Os conceitos de memória individual e memória coletiva (HALBWACHS, 2003), favorecem a compreensão das narrativas dos povos indígenas acerca de sua história, quando o autor afirmou que toda lembrança é construída em uma coletividade, partindo do pressuposto

66 que a memória individual é intimamente relacionada com a memória coletiva, tornando-se dependente dela.

Dessa forma, “A lembrança é em larga medida uma reconstrução do passado com a ajuda de dados emprestados do presente, e, além disso, preparada por outras reconstruções feitas em épocas anteriores e de onde a imagem de outrora manifestou-se já bem alterada” (HALBWACHS, 2003, p. 75-76). Logo, a partir dessas memórias fundamentadas em vivências, esse espaço construído serve de referências, também, para reconstrução de um passado por meio das percepções dos membros do grupo. Deste modo, para registrar essas memórias no efetivo conhecimento dos processos que desencadearam as emergências étnicas, traz-se a luz imagens, que não são importantes pelo ineditismo, mas pela análise diferenciada de situações, alcançadas por meio das narrativas orais, combinadas com a análise de lembranças pessoais e a documentação analisada.

Sobre as relações entre os índios e o SPI, é preciso considerar as relações sociais que determinaram os seus termos e seu modo de operação.
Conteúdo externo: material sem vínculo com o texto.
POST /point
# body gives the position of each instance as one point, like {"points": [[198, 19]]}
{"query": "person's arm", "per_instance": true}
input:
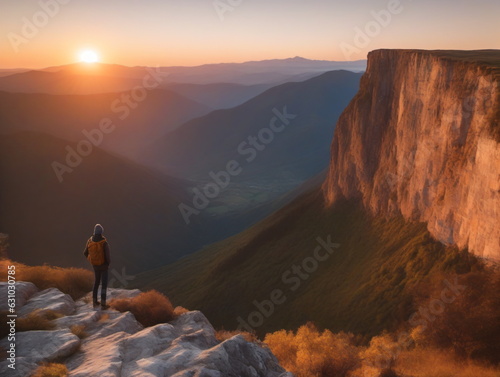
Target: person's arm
{"points": [[86, 251], [107, 254]]}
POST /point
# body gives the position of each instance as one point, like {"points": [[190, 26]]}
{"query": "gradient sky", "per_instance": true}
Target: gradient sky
{"points": [[190, 32]]}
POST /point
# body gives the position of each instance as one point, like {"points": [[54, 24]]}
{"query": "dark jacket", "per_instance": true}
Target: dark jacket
{"points": [[107, 257]]}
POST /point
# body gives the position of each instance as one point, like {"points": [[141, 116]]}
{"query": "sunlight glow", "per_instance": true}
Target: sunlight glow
{"points": [[89, 56]]}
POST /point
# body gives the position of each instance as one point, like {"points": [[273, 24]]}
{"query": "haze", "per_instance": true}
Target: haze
{"points": [[193, 32]]}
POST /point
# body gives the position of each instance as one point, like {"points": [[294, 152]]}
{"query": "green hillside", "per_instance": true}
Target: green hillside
{"points": [[365, 286]]}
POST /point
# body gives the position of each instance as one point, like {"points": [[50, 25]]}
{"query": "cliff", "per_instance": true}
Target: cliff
{"points": [[422, 138]]}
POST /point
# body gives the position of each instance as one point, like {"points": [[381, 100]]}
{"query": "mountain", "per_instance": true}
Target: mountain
{"points": [[292, 148], [274, 71], [219, 95], [83, 78], [136, 123], [77, 78], [347, 255], [278, 140], [432, 153], [137, 208]]}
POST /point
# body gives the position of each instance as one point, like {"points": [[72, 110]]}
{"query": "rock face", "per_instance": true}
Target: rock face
{"points": [[422, 139], [116, 345]]}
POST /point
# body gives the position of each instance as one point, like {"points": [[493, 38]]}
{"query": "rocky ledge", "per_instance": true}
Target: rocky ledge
{"points": [[117, 345]]}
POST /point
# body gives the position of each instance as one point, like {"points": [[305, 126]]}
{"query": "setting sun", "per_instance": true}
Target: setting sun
{"points": [[89, 56]]}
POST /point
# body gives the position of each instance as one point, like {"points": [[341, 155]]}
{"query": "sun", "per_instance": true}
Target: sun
{"points": [[89, 56]]}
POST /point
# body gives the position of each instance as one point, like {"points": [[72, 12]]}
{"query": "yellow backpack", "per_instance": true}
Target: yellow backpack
{"points": [[96, 252]]}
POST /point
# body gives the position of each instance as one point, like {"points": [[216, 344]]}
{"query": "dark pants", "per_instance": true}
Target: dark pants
{"points": [[101, 274]]}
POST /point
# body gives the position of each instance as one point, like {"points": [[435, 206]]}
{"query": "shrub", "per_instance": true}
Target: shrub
{"points": [[51, 370], [74, 281], [222, 335], [311, 353], [179, 310], [470, 325], [149, 308], [79, 331], [36, 321]]}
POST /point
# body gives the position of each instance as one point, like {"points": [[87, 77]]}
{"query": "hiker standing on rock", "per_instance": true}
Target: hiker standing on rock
{"points": [[97, 252]]}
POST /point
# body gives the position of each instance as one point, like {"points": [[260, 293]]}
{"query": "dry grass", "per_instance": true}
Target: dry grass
{"points": [[74, 281], [37, 321], [435, 363], [311, 353], [51, 370], [149, 308], [79, 331], [222, 335]]}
Deste modo, é necessário discutir maneiras de explicitar a combinação de operações que compõem uma cultura e as lógicas que movem os fazeres acionados pelos cotidianos, reconhecendo os discursos táticos envolvidos nas relações.
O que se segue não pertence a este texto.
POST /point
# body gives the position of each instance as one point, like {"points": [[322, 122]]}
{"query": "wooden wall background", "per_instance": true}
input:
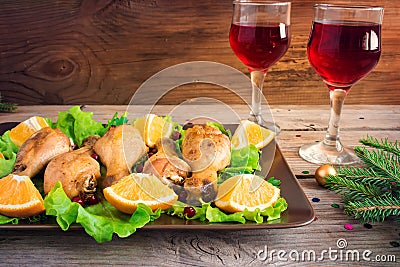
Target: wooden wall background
{"points": [[100, 52]]}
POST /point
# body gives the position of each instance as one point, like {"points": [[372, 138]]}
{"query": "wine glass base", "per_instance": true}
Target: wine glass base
{"points": [[320, 153], [266, 124]]}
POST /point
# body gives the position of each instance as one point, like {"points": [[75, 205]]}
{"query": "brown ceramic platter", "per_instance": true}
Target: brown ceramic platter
{"points": [[299, 212]]}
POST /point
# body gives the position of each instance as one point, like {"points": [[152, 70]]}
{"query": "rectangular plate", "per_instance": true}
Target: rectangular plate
{"points": [[299, 212]]}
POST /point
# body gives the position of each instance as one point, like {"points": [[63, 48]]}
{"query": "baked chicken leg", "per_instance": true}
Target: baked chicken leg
{"points": [[119, 148], [77, 171], [36, 152], [207, 150], [166, 164]]}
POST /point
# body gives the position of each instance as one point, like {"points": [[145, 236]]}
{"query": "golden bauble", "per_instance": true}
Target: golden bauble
{"points": [[322, 172]]}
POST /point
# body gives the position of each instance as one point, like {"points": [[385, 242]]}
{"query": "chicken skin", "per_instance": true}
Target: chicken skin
{"points": [[166, 164], [119, 149], [77, 171], [207, 150], [36, 152]]}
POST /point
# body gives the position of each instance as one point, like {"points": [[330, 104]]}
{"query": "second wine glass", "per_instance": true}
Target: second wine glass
{"points": [[344, 46], [260, 36]]}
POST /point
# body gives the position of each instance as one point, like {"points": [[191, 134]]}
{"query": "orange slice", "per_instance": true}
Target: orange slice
{"points": [[153, 128], [19, 197], [246, 191], [251, 133], [137, 188], [20, 133]]}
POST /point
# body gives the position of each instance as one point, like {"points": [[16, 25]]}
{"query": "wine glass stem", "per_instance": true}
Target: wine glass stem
{"points": [[337, 97], [257, 81]]}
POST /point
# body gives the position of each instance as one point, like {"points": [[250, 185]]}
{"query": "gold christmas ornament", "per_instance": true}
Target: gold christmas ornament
{"points": [[322, 172]]}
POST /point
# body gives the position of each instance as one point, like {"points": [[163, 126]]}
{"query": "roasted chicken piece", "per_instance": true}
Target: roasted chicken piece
{"points": [[166, 164], [119, 148], [207, 150], [77, 171], [36, 152]]}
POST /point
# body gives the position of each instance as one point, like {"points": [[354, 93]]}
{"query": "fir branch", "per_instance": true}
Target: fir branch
{"points": [[383, 163], [371, 193], [364, 175], [352, 189], [385, 144], [374, 209]]}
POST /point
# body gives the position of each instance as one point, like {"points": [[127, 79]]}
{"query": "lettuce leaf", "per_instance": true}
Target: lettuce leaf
{"points": [[246, 157], [100, 221], [5, 220], [78, 124], [9, 151], [244, 160], [214, 215]]}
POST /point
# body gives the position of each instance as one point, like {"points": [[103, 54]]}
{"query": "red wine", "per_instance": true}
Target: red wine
{"points": [[342, 54], [258, 47]]}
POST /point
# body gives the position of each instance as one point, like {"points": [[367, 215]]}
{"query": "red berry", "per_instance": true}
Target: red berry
{"points": [[78, 200], [92, 200], [95, 156], [182, 196], [176, 136], [139, 168], [189, 211]]}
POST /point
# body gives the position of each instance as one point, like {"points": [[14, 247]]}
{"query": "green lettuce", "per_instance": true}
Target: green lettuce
{"points": [[9, 151], [5, 220], [78, 124], [214, 215], [101, 221], [244, 160]]}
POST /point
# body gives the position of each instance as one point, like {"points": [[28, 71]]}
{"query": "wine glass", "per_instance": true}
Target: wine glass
{"points": [[259, 36], [343, 47]]}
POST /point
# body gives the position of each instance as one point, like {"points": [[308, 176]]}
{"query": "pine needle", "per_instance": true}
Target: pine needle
{"points": [[371, 193]]}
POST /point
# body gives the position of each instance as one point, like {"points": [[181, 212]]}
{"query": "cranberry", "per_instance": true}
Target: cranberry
{"points": [[78, 200], [176, 136], [92, 200], [95, 156], [187, 126], [182, 196], [139, 168], [189, 211]]}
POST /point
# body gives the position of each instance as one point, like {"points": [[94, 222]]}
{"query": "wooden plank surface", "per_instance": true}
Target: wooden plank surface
{"points": [[227, 248], [100, 52]]}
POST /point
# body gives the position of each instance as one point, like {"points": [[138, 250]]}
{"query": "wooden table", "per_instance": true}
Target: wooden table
{"points": [[300, 124]]}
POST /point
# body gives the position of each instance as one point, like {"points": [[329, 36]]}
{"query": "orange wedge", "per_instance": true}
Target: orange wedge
{"points": [[246, 191], [248, 133], [19, 197], [127, 193], [20, 133], [153, 128]]}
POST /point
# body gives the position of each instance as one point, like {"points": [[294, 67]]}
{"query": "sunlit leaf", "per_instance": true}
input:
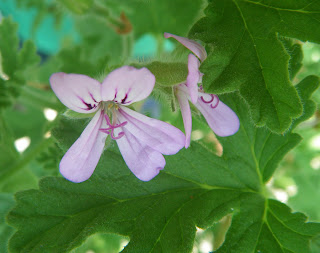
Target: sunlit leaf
{"points": [[247, 55], [196, 188]]}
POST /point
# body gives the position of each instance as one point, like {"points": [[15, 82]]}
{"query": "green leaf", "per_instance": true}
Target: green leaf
{"points": [[168, 73], [247, 55], [15, 64], [161, 215]]}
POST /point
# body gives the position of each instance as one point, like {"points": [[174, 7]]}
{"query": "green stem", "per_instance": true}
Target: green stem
{"points": [[223, 228], [127, 45], [160, 43], [25, 160]]}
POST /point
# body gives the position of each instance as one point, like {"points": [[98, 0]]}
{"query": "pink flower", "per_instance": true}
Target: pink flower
{"points": [[141, 140], [221, 119]]}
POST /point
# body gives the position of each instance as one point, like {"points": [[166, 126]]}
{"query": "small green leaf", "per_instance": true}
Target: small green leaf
{"points": [[248, 56], [168, 73], [76, 115]]}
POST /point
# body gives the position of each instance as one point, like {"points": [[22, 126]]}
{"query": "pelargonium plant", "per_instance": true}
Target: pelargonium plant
{"points": [[159, 126]]}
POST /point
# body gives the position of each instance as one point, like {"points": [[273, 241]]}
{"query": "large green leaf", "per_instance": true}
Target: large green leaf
{"points": [[196, 188], [247, 55]]}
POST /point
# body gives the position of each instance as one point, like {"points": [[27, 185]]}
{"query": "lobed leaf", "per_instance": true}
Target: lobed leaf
{"points": [[196, 188], [246, 53]]}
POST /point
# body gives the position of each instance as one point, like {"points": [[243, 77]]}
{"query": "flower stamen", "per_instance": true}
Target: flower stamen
{"points": [[213, 96], [110, 129]]}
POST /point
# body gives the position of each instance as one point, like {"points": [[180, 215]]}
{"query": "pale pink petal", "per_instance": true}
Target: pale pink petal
{"points": [[144, 162], [193, 77], [192, 45], [154, 133], [78, 92], [81, 159], [127, 84], [186, 115], [221, 119]]}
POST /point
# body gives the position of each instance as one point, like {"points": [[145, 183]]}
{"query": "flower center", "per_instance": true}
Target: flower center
{"points": [[213, 97], [110, 130]]}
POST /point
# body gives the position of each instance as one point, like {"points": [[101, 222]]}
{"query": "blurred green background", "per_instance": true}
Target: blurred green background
{"points": [[90, 36]]}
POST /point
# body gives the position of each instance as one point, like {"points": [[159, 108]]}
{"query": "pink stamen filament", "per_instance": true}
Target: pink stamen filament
{"points": [[211, 100], [110, 129]]}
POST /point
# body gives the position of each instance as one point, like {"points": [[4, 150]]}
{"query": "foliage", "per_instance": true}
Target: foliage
{"points": [[247, 55], [222, 189]]}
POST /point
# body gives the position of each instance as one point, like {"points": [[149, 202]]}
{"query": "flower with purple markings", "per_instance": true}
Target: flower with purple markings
{"points": [[221, 119], [141, 140]]}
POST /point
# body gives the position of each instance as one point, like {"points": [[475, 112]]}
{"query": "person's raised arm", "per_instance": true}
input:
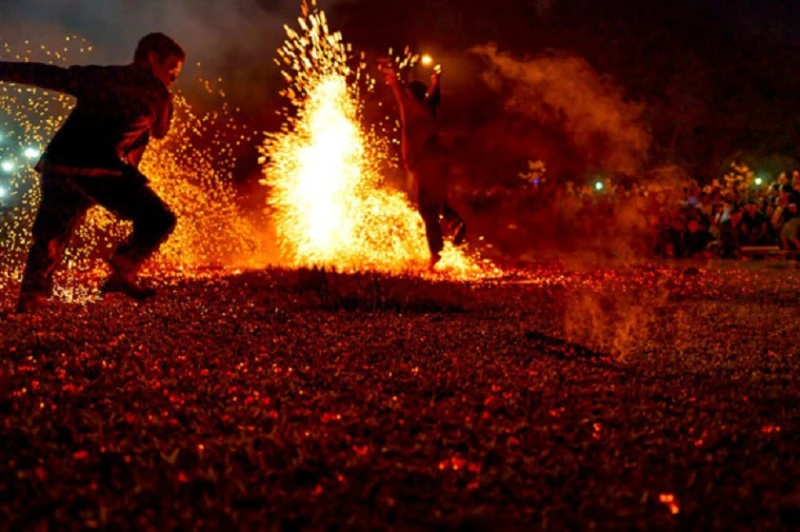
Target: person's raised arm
{"points": [[434, 96], [48, 77]]}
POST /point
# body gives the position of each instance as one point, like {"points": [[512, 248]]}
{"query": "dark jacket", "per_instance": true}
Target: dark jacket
{"points": [[118, 109]]}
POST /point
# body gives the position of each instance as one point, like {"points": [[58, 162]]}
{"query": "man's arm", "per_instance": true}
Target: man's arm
{"points": [[48, 77], [163, 121], [434, 95], [398, 90]]}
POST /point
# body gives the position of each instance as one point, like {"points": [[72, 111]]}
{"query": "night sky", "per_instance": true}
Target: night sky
{"points": [[775, 20]]}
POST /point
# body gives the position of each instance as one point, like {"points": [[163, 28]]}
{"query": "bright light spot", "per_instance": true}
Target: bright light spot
{"points": [[330, 204]]}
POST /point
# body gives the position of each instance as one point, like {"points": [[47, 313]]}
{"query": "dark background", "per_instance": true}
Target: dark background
{"points": [[710, 80]]}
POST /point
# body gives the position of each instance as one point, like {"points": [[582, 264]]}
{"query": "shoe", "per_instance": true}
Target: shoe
{"points": [[435, 258], [32, 302], [121, 284]]}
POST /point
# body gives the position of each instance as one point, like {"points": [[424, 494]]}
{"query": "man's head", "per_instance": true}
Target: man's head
{"points": [[162, 55]]}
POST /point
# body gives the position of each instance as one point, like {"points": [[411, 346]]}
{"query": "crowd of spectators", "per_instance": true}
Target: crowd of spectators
{"points": [[728, 220]]}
A partir da introdução e análises das narrativas orais, bastante exploradas em outras áreas das Ciências Sociais, são indiscutivelmente experiências vivenciadas (ALBERTI, 2004). Assim, torna-se possível perpetrar uma redefinição nas práticas e métodos da pesquisa, extrapolando as limitações do Positivismo, rompendo o silêncio de uma história estatal elitizada. Os arquivos orais proporcionaram uma aproximação com os antes excluídos da História, os ditos dominados, percebidos pela História Oral, também, enquanto sujeitos da/na História.